Rentrée à N’Djamena : le fardeau des dépenses et la lutte

Rentrée scolaire à N’Djamena : le poids insoutenable des dépenses et le piège de la débrouille

À l’approche de la rentrée scolaire, une inquiétude palpable gagne les familles de plusieurs quartiers de N’Djamena, notamment celles de Diguel, Walia, Amtoukoui, Gassi, Abena, Farcha, Koundoul et Chagoua. Alors que les parents s’apprêtent à envoyer leurs enfants à l’école, le coût de la scolarité a considérablement augmenté, mettant à mal le budget des ménages.

D’après des observations effectuées au Marché Central et au marché de Dembé, le coût moyen pour scolariser un enfant a explosé. Dans le secteur public, bien que les frais d’inscription et de cotisation APE soient théoriquement fixés par la Fédération Nationale des Parents d’Élèves du Tchad (FENAPET) entre 1 500 et 6 000 FCFA selon le rythme scolaire, les familles font état de dépenses réelles allant de 2 500 à 7 500 FCFA en raison de frais annexes et de cotisations exceptionnelles. En ajoutant entre 25 000 et 45 000 FCFA pour des fournitures scolaires complètes, ainsi que 8 000 à 15 000 FCFA pour l’uniforme et les chaussures, le coût total s’élève rapidement à plusieurs dizaines de milliers de francs.

Concernant les établissements privés, la facture est encore plus lourde, pouvant atteindre 200 000 FCFA juste pour l’inscription, sans compter les fournitures. Pour une famille avec trois enfants, la dépense liée à la rentrée peut rapidement engloutir l’intégralité d’un salaire moyen de fonctionnaire.

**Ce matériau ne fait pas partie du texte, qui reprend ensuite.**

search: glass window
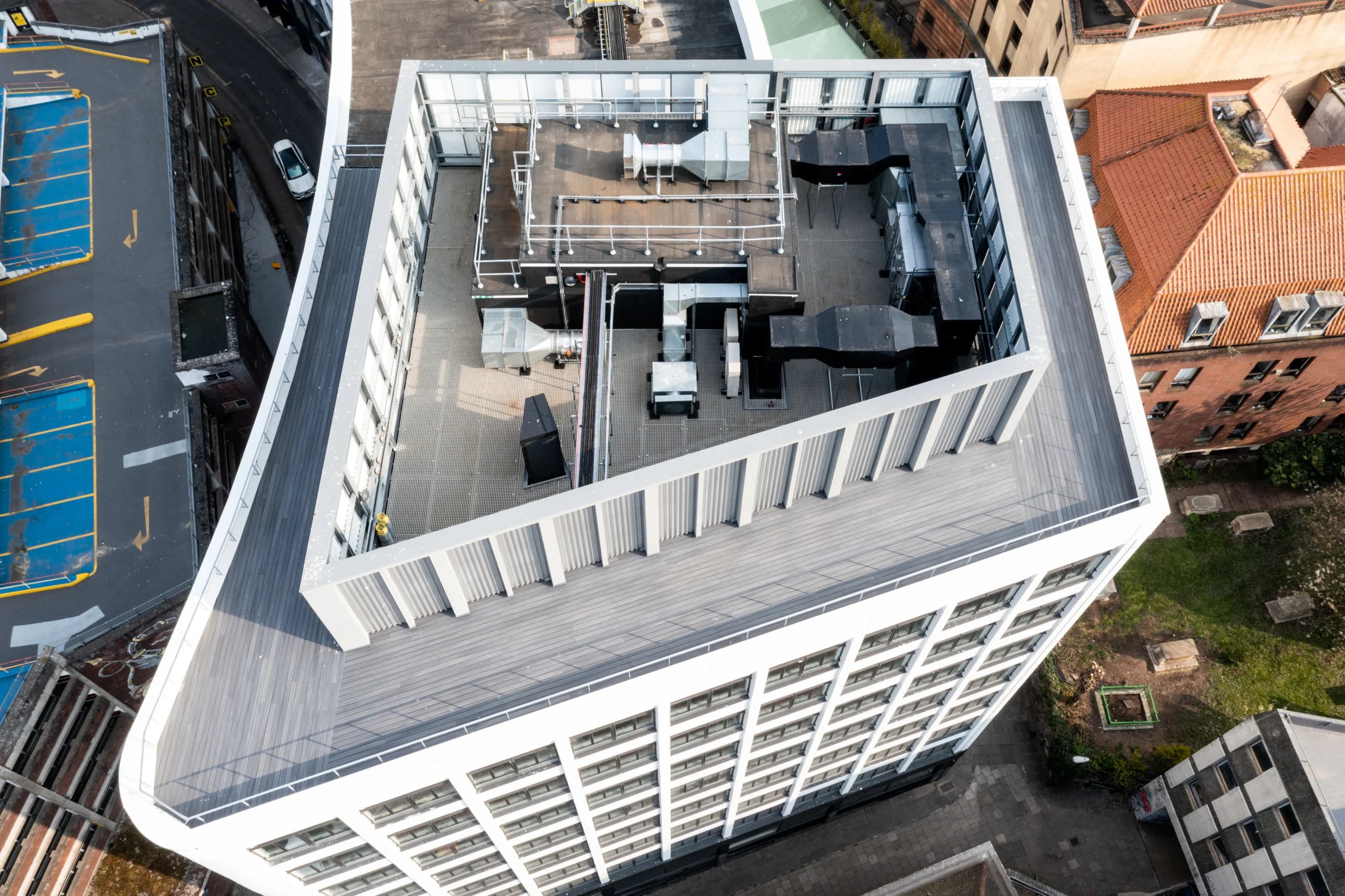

Traditionnellement, le fardeau financier de la scolarisation des enfants repose sur le père. Pourtant, selon le Code des personnes et de la famille au Tchad, cette responsabilité incombe en réalité aux deux parents. Sur le terrain, la gestion des revenus au sein des ménages reste problématique.

« Normalement, le salaire d’août devrait servir à préparer la rentrée des enfants », explique Aché, une habitante de Diguel. « Mais certains parents, surtout des hommes, le dépensent tout dans les sorties ou les mariages. À la fin, il n’y a plus d’argent pour l’école. Il faut anticiper dès juin. » En revanche, Moussa, chauffeur de taxi-clando et père de quatre enfants, fait part de ses préoccupations : « On nous accuse, mais tout a augmenté. L’État lui-même paye parfois le salaire d’août en septembre. Comment peut-on préparer la rentrée à temps ? »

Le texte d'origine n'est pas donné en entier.